A high school football team is being investigated after playing in a tournament on ESPN. Bishop Sycamore High School, formerly known as COF (Christians of Faith), was believed to be a charter school for boys that would offer at-risk youth a second chance at getting into the school of their dreams with a football scholarship. After a 58-0 loss on national television it became the most controversial scandal in high school sports history.
While the owner of Bishop Sycamore may have had a good idea to offer young boys from broken homes a chance they wouldn’t usually get, it was poorly executed -and had been for years.
Savior Conley and Michael Johnson, from Columbus, Ohio, played under the Bishop Sycamore coach Roy Johnson, during the 2018/2019 school year amongst other boys recruited to play football and earn an education from all over the United States.

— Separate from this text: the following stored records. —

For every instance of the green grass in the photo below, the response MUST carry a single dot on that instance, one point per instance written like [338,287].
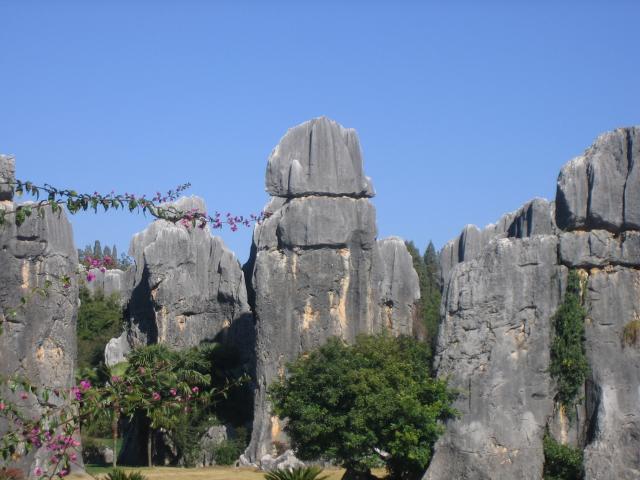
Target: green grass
[210,473]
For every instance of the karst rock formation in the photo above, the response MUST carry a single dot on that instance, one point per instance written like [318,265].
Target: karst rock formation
[502,287]
[39,341]
[316,269]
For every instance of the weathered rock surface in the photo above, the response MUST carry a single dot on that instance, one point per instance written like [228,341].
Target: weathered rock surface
[494,344]
[116,350]
[533,218]
[39,342]
[502,287]
[213,438]
[187,287]
[601,188]
[318,157]
[316,269]
[7,176]
[613,449]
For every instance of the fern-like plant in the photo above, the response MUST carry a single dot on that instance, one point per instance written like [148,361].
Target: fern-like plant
[120,474]
[298,473]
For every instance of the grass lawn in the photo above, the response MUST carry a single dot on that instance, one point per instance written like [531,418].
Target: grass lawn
[210,473]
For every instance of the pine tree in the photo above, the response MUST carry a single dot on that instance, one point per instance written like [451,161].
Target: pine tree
[428,270]
[418,265]
[569,365]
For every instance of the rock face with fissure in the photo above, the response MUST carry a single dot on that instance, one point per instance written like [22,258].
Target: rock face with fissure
[502,287]
[316,269]
[186,287]
[110,282]
[39,341]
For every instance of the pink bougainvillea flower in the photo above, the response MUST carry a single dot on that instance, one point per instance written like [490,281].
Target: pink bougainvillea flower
[77,393]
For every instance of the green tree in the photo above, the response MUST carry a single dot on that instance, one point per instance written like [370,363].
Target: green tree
[164,373]
[99,320]
[569,365]
[561,462]
[364,405]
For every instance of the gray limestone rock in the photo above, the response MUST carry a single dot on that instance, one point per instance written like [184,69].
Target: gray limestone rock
[116,350]
[601,188]
[613,392]
[7,177]
[316,270]
[400,288]
[39,342]
[318,157]
[494,345]
[517,275]
[595,248]
[212,439]
[533,218]
[187,287]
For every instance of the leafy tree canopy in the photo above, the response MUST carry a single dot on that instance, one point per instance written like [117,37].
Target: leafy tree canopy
[365,404]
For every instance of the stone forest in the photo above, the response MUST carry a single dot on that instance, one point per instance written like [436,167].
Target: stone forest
[530,370]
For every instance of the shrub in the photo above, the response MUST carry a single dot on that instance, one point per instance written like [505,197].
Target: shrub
[561,462]
[631,333]
[228,452]
[365,404]
[92,451]
[569,366]
[298,473]
[11,474]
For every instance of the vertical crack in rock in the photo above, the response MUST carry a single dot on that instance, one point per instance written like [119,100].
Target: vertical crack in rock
[39,343]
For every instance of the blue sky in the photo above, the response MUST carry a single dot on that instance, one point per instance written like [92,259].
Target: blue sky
[465,110]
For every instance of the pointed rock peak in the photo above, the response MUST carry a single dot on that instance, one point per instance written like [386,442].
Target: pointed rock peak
[601,188]
[7,176]
[318,157]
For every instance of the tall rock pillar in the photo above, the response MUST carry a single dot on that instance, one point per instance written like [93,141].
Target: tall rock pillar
[39,341]
[316,269]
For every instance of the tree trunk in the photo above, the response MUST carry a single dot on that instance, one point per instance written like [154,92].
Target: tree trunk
[352,474]
[150,447]
[114,431]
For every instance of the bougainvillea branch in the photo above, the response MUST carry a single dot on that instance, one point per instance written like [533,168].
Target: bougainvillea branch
[159,206]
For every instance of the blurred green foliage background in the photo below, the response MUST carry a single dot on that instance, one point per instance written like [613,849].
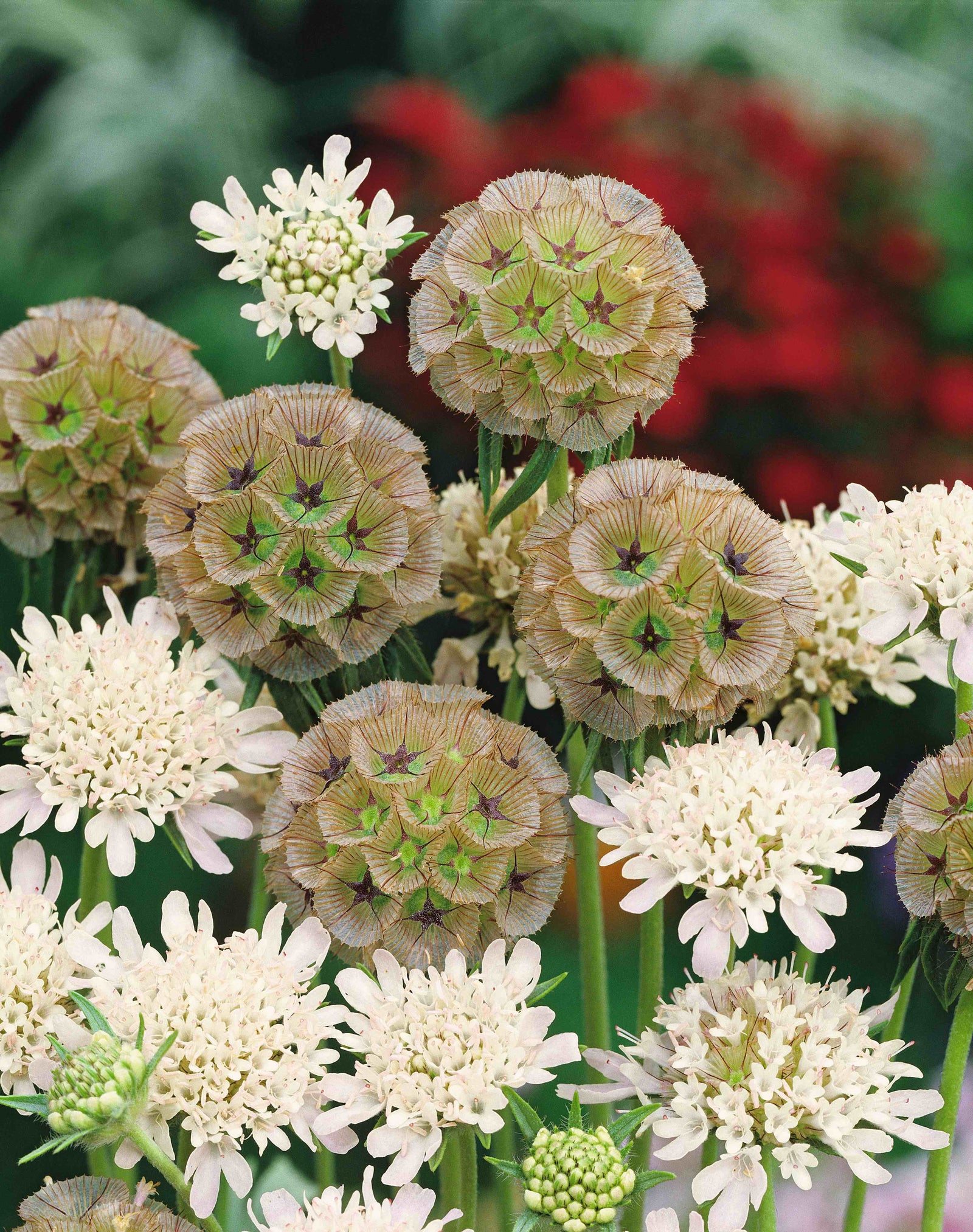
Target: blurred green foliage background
[117,115]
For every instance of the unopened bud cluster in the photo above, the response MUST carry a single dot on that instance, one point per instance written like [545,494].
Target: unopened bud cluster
[96,1085]
[575,1178]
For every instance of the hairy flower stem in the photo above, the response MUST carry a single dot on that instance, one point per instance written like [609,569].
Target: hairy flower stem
[341,369]
[892,1030]
[806,961]
[590,922]
[514,697]
[504,1147]
[164,1166]
[954,1067]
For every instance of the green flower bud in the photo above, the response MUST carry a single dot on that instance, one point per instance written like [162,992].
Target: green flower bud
[96,1088]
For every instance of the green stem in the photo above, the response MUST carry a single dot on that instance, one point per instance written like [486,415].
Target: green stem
[514,697]
[951,1085]
[325,1172]
[503,1147]
[341,369]
[253,687]
[892,1030]
[168,1169]
[829,727]
[766,1216]
[558,479]
[590,922]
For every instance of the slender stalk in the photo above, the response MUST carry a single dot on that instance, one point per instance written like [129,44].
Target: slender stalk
[503,1147]
[806,961]
[514,697]
[766,1216]
[558,479]
[341,369]
[325,1172]
[168,1169]
[951,1084]
[590,922]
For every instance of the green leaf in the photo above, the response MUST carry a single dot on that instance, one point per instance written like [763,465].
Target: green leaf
[528,1121]
[36,1104]
[509,1167]
[407,241]
[94,1017]
[570,728]
[594,748]
[161,1053]
[855,566]
[908,950]
[526,483]
[56,1145]
[625,1125]
[171,832]
[646,1180]
[438,1157]
[490,457]
[549,986]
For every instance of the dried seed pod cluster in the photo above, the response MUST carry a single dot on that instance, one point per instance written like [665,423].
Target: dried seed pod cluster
[657,594]
[414,821]
[555,307]
[299,529]
[92,400]
[933,822]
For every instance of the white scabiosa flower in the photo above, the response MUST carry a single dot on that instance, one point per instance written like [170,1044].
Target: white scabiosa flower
[408,1211]
[761,1057]
[438,1048]
[836,660]
[916,556]
[318,254]
[36,971]
[117,727]
[742,821]
[248,1060]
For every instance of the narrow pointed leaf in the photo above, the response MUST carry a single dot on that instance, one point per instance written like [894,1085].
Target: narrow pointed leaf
[623,1126]
[527,482]
[528,1121]
[94,1017]
[546,987]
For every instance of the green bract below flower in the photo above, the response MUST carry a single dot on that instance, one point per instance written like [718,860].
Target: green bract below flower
[555,307]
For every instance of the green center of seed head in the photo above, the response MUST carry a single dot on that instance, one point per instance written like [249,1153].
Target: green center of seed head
[95,1087]
[575,1178]
[316,254]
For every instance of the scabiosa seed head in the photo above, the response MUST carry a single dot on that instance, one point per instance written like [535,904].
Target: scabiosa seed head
[556,308]
[98,1088]
[742,821]
[37,971]
[480,576]
[575,1177]
[656,594]
[92,398]
[763,1057]
[932,818]
[916,556]
[436,1050]
[96,1204]
[414,820]
[299,530]
[317,255]
[248,1060]
[115,725]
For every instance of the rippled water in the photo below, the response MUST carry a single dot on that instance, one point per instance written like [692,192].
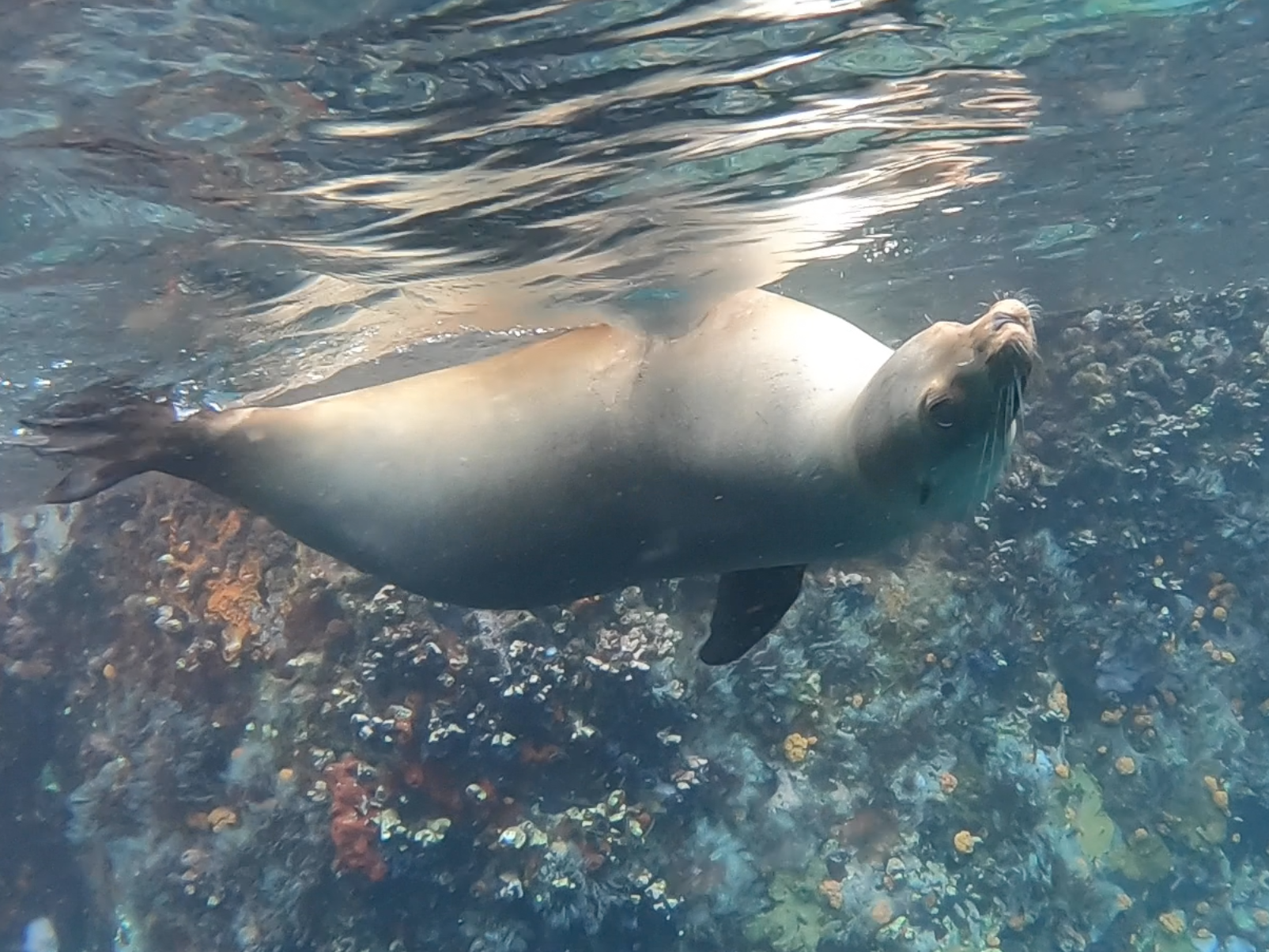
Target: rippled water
[250,195]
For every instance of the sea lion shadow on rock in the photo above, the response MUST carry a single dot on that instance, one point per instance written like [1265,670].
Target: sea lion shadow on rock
[769,437]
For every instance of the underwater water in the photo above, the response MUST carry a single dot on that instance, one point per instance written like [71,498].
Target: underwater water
[1044,727]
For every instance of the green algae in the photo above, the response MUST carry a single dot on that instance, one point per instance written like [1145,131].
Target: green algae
[1086,811]
[1143,859]
[799,918]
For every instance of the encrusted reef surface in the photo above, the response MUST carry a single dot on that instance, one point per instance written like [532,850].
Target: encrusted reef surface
[1044,729]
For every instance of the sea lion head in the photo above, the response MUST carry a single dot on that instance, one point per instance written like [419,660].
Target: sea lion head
[933,429]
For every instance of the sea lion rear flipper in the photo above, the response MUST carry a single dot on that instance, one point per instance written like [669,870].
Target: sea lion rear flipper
[111,433]
[750,603]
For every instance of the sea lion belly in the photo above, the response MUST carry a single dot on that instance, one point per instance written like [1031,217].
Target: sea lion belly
[575,465]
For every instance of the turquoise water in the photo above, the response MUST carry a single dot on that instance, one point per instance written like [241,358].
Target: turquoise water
[1041,729]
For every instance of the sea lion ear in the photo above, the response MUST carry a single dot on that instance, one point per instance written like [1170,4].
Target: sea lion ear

At the time, Conley had just graduated but was recruited under the impression that he could fix his GPA and qualify for scholarships to play ball at Florida State University. He explained, “I grew up with my grandma and played all little league, I didn’t play in high school. I graduated but I wanted to [play], I wanted to go to college with it. So this was an opportunity for me to get film for people to see me play. He sold me a dream that different scouts would come to look at me and that I could be on the next level of football. But I didn’t talk to no scouts, and I was the only player he was begging to play every game, on both sides of the ball.”
Most, if not all, of the boys chosen for this team were growing up without structured backgrounds, living in lower class neighborhoods in some of America’s biggest cities like; The Bronx in New York, Atlanta, GA and cities in California. Roy Johnson allegedly showed parents and players a digital landscape of the high school and encouraged them to believe it was being built. Families understood that classes would take place virtually, so when the team moved into hotel rooms and practices were held in different facilities no one batted an eye.

Michael Johnson was recruited to play at age 17 and says, “I left after the third game because I messed up my ankle and I just wasn’t feeling that environment anymore. We were staying in a hotel all day somewhere in Delaware. He told us that we would have computers and teachers there to help us but they just took us to see an old building that had desks in it. I [was] asking my mom, my aunt and my grandma to cashapp me money. We lived by Walmart and Kroger so we would go steal from there just to have food.”
As for the boys on the team, the only responsibility was staying out of trouble where they were living. What young Johnson didn’t know was that playing for COF would hinder his eligibility to play for the schools that had been watching him, resulting in going back to life the way it was.
“I got shot in 10th grade and didn’t play after that,” Johnson admitted, “I should’ve had my mom or myself look into [the school] more but I just went ahead and tried to get a second chance to play football and go to school.”

During the interview, both boys informed us that Roy was the owner of the team but was not the guy coaching. When they found out Roy Johnson was fired they chuckled and had one question, “How? He owns it.”